Claire Keegan, Les trois lumières
(Récit traduit de l’anglais – Irlande – par Jacqueline Odin, éd. Sabine Wespieser, avril 2011)
Une écriture épurée comme j’en ai rarement lu. L’art de la suggestion et du silence font toute la force de cette novella, qui explore la relation unique entre une fillette et un couple, à la campagne, le temps d’un été. La découverte d’un secret, disséminé très habilement, éclaire – au sens propre – cet amour, jusqu’à un dénouement éblouissant.
Abigail Assor, Aussi riche que le roi
(éd. Gallimard, coll. Folio, septembre 2022)
Quand je pense à ce roman, je vois des prunelles gris vert, du linge pendu dans des ruelles peuplées de marchands ambulants, j’ai envie de cueillir du thym, de déguster du miel et de conduire une mobylette à Casablanca. Je pense à Driss, ce jeune homme laid et timide qui détient une fortune colossale, qui est « aussi riche que le roi ». Mais sa richesse, où est-elle en vérité ? C’est ce que la belle Sarah découvre au gré d’un combat sans merci.
Un excellent premier roman, très pictural, qui nous conduit dans une Casablanca contrastée, entre villas de luxe et bidonvilles, pour nous parler des cœurs et des corps adolescents, d’une conquête sociale déguisée en conquête amoureuse ; qui raconte la peur et la honte de la misère, et les rouages d’une société privilégiant la religion, la lignée, l’argent et les hommes.

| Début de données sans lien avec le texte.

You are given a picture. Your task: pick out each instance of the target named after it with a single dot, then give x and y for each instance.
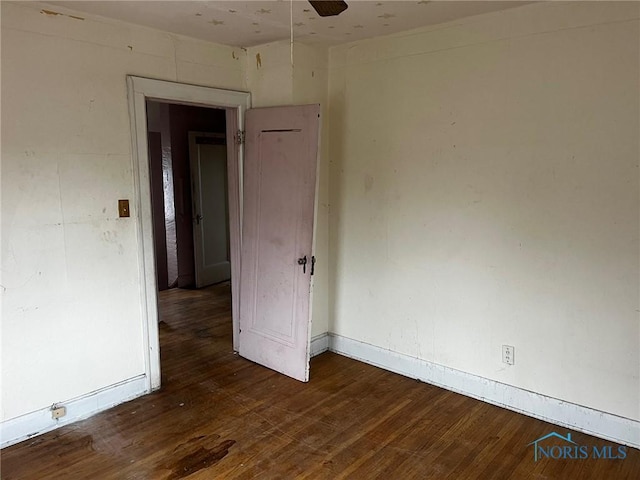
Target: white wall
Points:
(273, 81)
(71, 311)
(484, 191)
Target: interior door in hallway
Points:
(208, 159)
(280, 167)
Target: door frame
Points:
(235, 103)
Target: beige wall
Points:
(71, 311)
(484, 191)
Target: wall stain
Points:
(368, 183)
(199, 459)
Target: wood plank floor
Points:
(220, 416)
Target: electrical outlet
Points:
(58, 411)
(508, 354)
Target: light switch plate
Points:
(123, 208)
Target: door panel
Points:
(208, 158)
(279, 192)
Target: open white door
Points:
(281, 157)
(208, 159)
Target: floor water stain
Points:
(200, 459)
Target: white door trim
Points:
(139, 90)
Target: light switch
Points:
(123, 208)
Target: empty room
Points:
(300, 239)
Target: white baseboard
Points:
(593, 422)
(36, 423)
(319, 344)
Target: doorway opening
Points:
(233, 104)
(187, 148)
(189, 194)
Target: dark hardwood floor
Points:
(220, 416)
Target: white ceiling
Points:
(245, 24)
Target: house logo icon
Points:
(547, 436)
(570, 450)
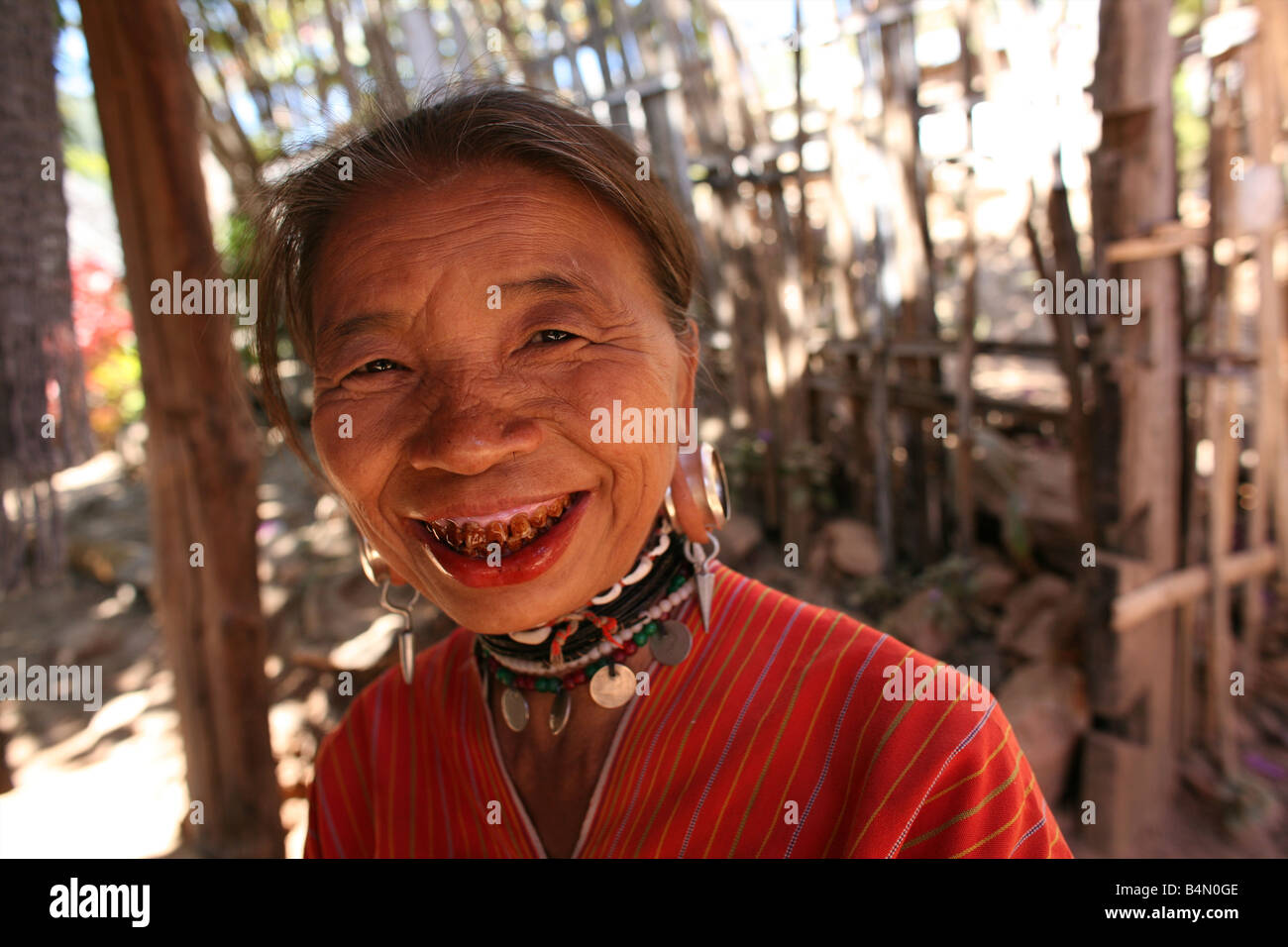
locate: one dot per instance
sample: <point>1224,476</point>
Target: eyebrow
<point>542,283</point>
<point>353,325</point>
<point>553,285</point>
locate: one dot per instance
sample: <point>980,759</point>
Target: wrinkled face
<point>464,335</point>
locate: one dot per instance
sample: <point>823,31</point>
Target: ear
<point>686,506</point>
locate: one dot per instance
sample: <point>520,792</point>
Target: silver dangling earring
<point>708,488</point>
<point>703,579</point>
<point>377,574</point>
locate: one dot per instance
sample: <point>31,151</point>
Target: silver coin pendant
<point>671,643</point>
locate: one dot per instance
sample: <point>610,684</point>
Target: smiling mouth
<point>511,530</point>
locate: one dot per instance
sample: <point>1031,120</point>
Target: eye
<point>376,367</point>
<point>550,337</point>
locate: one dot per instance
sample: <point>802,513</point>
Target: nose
<point>469,433</point>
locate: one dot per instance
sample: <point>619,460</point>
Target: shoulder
<point>364,748</point>
<point>438,669</point>
<point>919,759</point>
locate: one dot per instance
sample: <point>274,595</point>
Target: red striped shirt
<point>773,738</point>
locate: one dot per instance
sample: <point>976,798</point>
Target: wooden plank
<point>1163,241</point>
<point>1176,589</point>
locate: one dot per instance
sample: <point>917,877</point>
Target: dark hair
<point>455,128</point>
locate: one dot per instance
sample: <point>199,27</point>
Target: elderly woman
<point>473,286</point>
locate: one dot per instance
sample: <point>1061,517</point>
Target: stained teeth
<point>473,538</point>
<point>520,528</point>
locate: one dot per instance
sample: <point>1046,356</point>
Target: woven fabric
<point>773,738</point>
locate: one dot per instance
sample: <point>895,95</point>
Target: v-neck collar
<point>684,613</point>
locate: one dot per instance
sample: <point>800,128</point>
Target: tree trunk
<point>202,455</point>
<point>43,415</point>
<point>1137,401</point>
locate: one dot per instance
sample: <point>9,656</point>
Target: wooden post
<point>202,455</point>
<point>1133,187</point>
<point>1270,479</point>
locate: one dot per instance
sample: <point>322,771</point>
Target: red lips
<point>522,566</point>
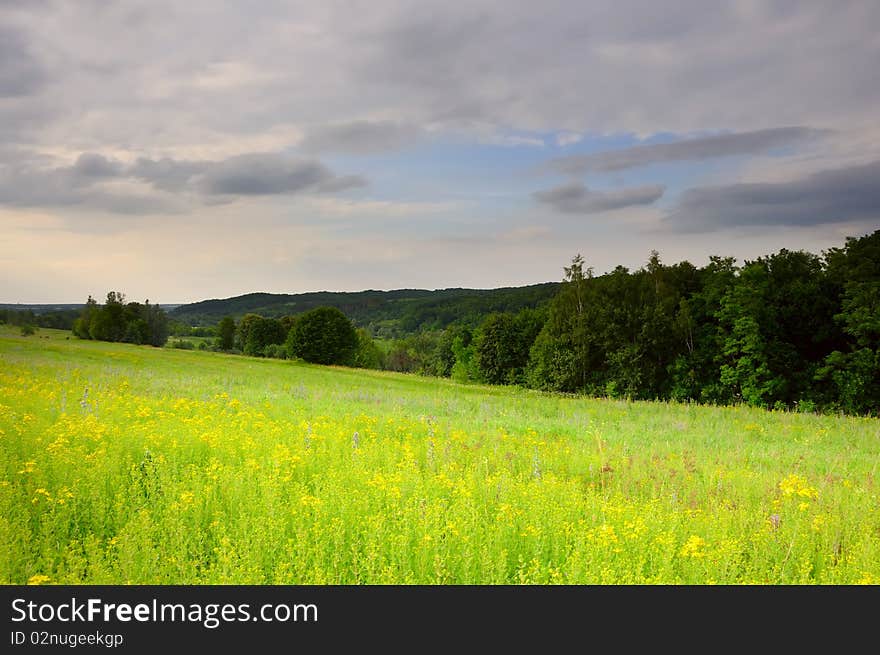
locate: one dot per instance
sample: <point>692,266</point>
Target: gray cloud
<point>167,174</point>
<point>830,196</point>
<point>94,166</point>
<point>578,199</point>
<point>29,182</point>
<point>20,72</point>
<point>723,145</point>
<point>361,137</point>
<point>268,174</point>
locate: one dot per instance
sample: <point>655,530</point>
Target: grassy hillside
<point>390,313</point>
<point>126,464</point>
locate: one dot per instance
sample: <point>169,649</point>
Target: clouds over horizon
<point>693,149</point>
<point>842,195</point>
<point>718,116</point>
<point>94,180</point>
<point>576,198</point>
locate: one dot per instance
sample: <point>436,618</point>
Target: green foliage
<point>170,467</point>
<point>502,344</point>
<point>387,314</point>
<point>323,336</point>
<point>367,354</point>
<point>261,333</point>
<point>117,321</point>
<point>226,333</point>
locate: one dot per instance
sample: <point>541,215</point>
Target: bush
<point>323,336</point>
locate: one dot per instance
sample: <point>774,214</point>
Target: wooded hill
<point>386,314</point>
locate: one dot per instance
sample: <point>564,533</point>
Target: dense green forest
<point>787,330</point>
<point>385,314</point>
<point>117,320</point>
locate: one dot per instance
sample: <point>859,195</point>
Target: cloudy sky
<point>178,151</point>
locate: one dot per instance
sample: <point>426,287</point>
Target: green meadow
<point>129,464</point>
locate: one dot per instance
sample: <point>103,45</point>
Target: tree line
<point>118,320</point>
<point>788,330</point>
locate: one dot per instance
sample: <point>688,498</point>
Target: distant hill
<point>385,313</point>
<point>57,307</point>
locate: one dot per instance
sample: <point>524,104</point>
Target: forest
<point>790,330</point>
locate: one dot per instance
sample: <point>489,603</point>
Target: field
<point>124,464</point>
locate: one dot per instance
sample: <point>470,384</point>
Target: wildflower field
<point>125,464</point>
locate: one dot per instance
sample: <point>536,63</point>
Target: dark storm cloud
<point>830,196</point>
<point>578,199</point>
<point>20,72</point>
<point>268,174</point>
<point>95,166</point>
<point>28,182</point>
<point>724,145</point>
<point>361,137</point>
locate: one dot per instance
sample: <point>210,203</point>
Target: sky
<point>178,151</point>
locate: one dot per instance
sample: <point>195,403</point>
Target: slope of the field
<point>126,464</point>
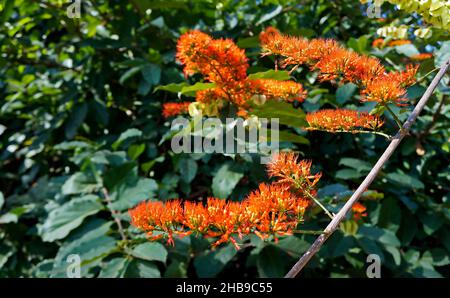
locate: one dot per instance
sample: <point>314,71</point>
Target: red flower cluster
<point>342,120</point>
<point>333,62</point>
<point>221,62</point>
<point>271,210</point>
<point>175,108</point>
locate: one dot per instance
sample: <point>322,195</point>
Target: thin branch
<point>397,120</point>
<point>339,217</point>
<point>425,76</point>
<point>114,214</point>
<point>308,232</point>
<point>320,204</point>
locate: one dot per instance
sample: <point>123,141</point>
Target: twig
<point>339,217</point>
<point>114,214</point>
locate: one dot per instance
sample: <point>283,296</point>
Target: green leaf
<point>135,150</point>
<point>150,251</point>
<point>359,45</point>
<point>345,92</point>
<point>282,111</point>
<point>80,183</point>
<point>89,242</point>
<point>348,174</point>
<point>114,268</point>
<point>142,268</point>
<point>395,253</point>
<point>7,10</point>
<point>175,88</point>
<point>76,118</point>
<point>407,50</point>
<point>225,181</point>
<point>280,75</point>
<point>176,269</point>
<point>5,253</point>
<point>188,169</point>
<point>2,200</point>
<point>210,263</point>
<point>248,42</point>
<point>192,90</point>
<point>370,246</point>
<point>357,164</point>
<point>62,220</point>
<point>270,15</point>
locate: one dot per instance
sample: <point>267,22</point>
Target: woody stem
<point>319,203</point>
<point>334,224</point>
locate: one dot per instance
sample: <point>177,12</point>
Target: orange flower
<point>334,62</point>
<point>378,43</point>
<point>399,42</point>
<point>359,211</point>
<point>219,60</point>
<point>342,120</point>
<point>288,169</point>
<point>421,56</point>
<point>288,90</point>
<point>175,108</point>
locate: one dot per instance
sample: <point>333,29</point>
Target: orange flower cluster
<point>221,62</point>
<point>333,62</point>
<point>342,120</point>
<point>272,210</point>
<point>359,211</point>
<point>287,168</point>
<point>175,108</point>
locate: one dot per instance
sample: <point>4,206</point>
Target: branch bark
<point>334,224</point>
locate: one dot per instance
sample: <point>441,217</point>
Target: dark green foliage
<point>82,140</point>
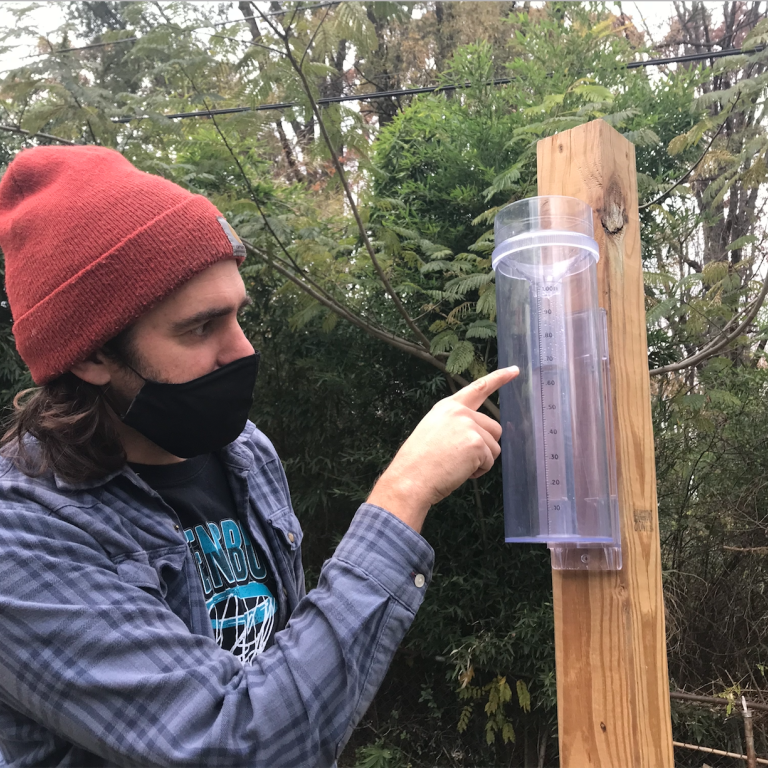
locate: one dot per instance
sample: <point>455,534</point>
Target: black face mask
<point>198,416</point>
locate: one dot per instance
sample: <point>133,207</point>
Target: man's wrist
<point>401,498</point>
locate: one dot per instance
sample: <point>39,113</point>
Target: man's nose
<point>237,346</point>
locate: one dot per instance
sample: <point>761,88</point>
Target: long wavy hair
<point>72,425</point>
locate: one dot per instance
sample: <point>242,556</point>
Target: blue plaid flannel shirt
<point>107,654</point>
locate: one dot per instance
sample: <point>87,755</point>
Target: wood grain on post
<point>612,683</point>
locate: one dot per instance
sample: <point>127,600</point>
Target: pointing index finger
<point>474,395</point>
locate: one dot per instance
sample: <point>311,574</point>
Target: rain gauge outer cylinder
<point>558,454</point>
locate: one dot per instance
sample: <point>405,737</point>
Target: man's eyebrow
<point>208,314</point>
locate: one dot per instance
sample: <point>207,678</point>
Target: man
<point>152,601</point>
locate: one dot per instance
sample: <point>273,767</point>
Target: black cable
<point>428,88</point>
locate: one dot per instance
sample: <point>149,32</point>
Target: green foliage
<point>473,682</point>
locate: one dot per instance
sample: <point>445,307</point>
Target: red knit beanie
<point>90,244</point>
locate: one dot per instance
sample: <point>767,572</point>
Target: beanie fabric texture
<point>90,244</point>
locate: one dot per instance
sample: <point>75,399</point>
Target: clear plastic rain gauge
<point>558,455</point>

Maylis de Kerangal, Un monde à portée de main
(éd. Verticales, août 2018)
On entre dans ce livre un peu comme on pousse la porte d’un passage secret, et l’on suit Paula, une jeune peintre en décor, dans sa découverte d’un monde nouveau fait de vapeurs de térébenthine, de pigments écrasés et de frottements de pinceaux. Avec elle, on se « fond » littéralement dans les décors : ciel peint au plafond d’une chambre de bébé, patine d’or d’un salon de coiffure, murs d’eucalyptus pour un hôtel, salon d’Anna Karénine… jusqu’à la prestigieuse grotte de Lascaux dont elle doit créer le fac-similé. Immense texte sur la magie du trompe-l’œil, sur les pouvoirs du peintre – créer l’illusion de la matière et du mouvement -, sur la beauté de son geste technique ; hommage à l’art qui permet d’observer et de comprendre la richesse minérale et végétale de notre Terre. Un pur chef-d’œuvre écrit aux pinceaux et aux couteaux fins.
Maylis de Kerangal, Tangente vers l’est
(éd. Verticales, décembre 2011)
Un voyage haletant à bord du Transsibérien. Deux jeunes fugitifs, chacun vivant une période de grande confusion, se rencontrent dans l’obscurité d’un compartiment et partagent un huis-clos étrange fait d’instants décisifs, pleins de tension et d’espoir. Une histoire très resserrée, incroyable de précision, de souffle et de poésie, qui donne envie de porter une grosse toque en fourrure ; qui fait résonner les échos de la Russie et vibrer toute l’atmosphère d’un long voyage ferroviaire (fatigue, promiscuité, visages reflétés dans la vitre, forêts enneigées et rails qui courent…).
Franck Conroy, Corps et âme
(éd. Gallimard, coll. Folio, mars 2017)
Un roman qui donne envie de pianoter du jazz, de danser le boogie-woogie et d’aller au bout de ses projets.
À New-York dans les années 50, le petit Claude habite avec sa mère un sous-sol misérable qui laisse à peine entrer le jour. Sa vie est bouleversée quand il découvre par hasard, enseveli sous un bric-à-brac, un piano blanc désaccordé. Au-delà de la grâce musicale, c’est un magnifique roman d’apprentissage, une belle leçon de courage et d’humilité, qui montre que rien n’est impossible quand on croit en soi et à force de travail.
Leïla Slimani, Le pays des autres et Regardez-nous danser (t. 1 et 2)
(éd. Gallimard, mars 2020 et février 2022)
les deux premiers volets de cette saga nous emportent aux sources d’un Maroc en pleine transformation, marqué par le colonialisme, et nous font explorer les racines d’une famille tiraillée entre deux cultures. Le deuxième tome a ma préférence car les scènes d’amour sont divines. Comme beaucoup, j’attends gentiment des nouvelles d’Aïcha, de Selim, de Mathilde et d’Amine, à suivre dans le prochain et dernier tome.